Suppose you have three kinds of coins, say: pennies, nickels, and dimes. Each penny has a unique date, likewise for nickels and dimes. (A penny and a nickel may have the same date, etc.) How many ways can you line up the coins in order of date by type? In other words: How many ways can you line up the coins such that if you look at any two coins of the same type, they will be in the correct order by date? (You do not care if two coins of different types are out of order by date.)

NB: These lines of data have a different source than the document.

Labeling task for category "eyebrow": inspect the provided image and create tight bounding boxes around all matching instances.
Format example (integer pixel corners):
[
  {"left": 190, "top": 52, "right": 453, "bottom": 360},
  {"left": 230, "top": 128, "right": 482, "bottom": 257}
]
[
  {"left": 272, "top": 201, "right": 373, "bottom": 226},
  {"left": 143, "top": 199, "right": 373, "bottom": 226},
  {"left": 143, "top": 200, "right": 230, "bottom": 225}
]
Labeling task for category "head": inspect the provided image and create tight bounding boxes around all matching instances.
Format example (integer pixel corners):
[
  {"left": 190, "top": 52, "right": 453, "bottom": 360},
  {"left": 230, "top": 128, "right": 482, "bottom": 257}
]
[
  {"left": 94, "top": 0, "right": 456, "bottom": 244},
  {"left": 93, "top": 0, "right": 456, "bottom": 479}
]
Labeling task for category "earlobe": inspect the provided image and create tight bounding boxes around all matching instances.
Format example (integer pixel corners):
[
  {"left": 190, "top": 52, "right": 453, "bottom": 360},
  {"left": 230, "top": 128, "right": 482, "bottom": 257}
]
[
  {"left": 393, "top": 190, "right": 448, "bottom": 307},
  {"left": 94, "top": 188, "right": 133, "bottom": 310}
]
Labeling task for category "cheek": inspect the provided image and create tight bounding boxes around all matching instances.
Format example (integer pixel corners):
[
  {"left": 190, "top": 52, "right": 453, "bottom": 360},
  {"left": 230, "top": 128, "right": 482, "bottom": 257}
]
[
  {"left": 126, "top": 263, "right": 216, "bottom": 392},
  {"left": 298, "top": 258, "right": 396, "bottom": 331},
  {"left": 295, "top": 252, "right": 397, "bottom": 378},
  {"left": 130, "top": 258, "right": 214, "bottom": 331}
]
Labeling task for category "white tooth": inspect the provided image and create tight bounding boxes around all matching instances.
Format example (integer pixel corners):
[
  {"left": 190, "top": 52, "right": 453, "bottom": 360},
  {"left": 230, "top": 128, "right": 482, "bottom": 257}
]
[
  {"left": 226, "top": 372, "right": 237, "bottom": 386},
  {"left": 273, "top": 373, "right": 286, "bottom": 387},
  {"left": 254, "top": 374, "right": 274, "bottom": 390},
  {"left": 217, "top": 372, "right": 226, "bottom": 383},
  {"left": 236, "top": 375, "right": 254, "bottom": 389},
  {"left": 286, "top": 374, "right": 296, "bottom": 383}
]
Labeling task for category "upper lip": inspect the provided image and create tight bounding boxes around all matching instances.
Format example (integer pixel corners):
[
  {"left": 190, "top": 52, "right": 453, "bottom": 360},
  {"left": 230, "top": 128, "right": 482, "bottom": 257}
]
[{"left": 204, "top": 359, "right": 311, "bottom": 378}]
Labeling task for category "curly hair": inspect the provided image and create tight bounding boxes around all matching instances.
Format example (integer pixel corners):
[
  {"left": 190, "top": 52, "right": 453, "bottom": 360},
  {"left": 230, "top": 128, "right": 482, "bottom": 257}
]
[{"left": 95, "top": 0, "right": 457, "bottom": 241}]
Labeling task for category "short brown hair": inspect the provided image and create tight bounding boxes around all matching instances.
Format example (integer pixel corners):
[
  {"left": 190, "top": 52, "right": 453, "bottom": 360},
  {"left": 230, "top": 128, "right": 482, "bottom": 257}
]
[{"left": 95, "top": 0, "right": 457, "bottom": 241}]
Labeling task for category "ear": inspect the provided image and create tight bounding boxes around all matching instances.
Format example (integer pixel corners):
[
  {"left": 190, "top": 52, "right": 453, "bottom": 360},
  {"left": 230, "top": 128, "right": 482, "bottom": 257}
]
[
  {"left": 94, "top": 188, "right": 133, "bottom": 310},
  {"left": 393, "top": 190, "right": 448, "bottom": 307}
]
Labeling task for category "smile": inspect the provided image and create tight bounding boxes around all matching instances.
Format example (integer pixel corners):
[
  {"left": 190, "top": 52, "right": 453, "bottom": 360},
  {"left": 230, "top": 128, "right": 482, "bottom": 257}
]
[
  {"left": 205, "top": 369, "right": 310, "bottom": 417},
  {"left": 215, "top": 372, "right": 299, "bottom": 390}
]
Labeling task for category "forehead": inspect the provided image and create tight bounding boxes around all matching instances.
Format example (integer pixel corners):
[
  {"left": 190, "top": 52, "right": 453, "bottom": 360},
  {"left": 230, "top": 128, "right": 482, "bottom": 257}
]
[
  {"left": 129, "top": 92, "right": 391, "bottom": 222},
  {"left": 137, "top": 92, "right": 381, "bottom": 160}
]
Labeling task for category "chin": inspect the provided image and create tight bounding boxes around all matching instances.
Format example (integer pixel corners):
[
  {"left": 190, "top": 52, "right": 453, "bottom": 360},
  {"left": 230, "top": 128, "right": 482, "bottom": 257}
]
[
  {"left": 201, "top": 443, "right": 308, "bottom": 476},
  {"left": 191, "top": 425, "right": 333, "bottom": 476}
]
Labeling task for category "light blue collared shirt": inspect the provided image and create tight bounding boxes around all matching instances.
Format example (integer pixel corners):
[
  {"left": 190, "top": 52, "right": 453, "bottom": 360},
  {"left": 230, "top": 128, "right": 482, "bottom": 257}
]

The coins are just scaffolding of course. And, I'm interested in more general cases but this was hard enough alread to warrant a question in my mind. So, once again:
Given $3$ sets, $A, B, C$ (with sizes $|A|,|B|,|C|$ respectively) each with a total order, but no "inter-set" order, this defines a partial order on $A\cup B \cup C$. How many permutations of the elements of $A\cup B \cup C$ respect this partial order?
For in the case of only two sets, say $C = \{\}$, The answer is easily seen to be ${|A|+|B| \choose |A|}={|A|+|B| \choose |B|} $. But I don't know how to generalize this to three (or more) sets. I've written some code that can easily compute these counts for smallish sets but I can't see the pattern. Help!
This is a generalization of a question I read on this site that I am now unable to find. If you know it, or can find it, please link it! (that question basically asked about two kinds of items) Thanks.
With disjoint sets of sizes $a$, $b$, and $c$ the number of ways is the multinomial coefficient $$\dbinom{a+b+c}{a,b,c}=\frac{(a+b+c)!}{a!b!c!}.$$
Remark: To see this, note that we are looking for the number of "words" of length $a+b+c$ that have $a$ A's, $b$ B's, and $c$ C's.
The location of the A's can be chosen in $\binom{a+b+c}{a}$ ways. For each such way, the location of the B's can be chosen in $\binom{b+c}{b}$ ways, for a total of $\binom{a+b+c}{a}\binom{b+c}{b}$. Express this in terms of factorials, and you will get the formula of the answer.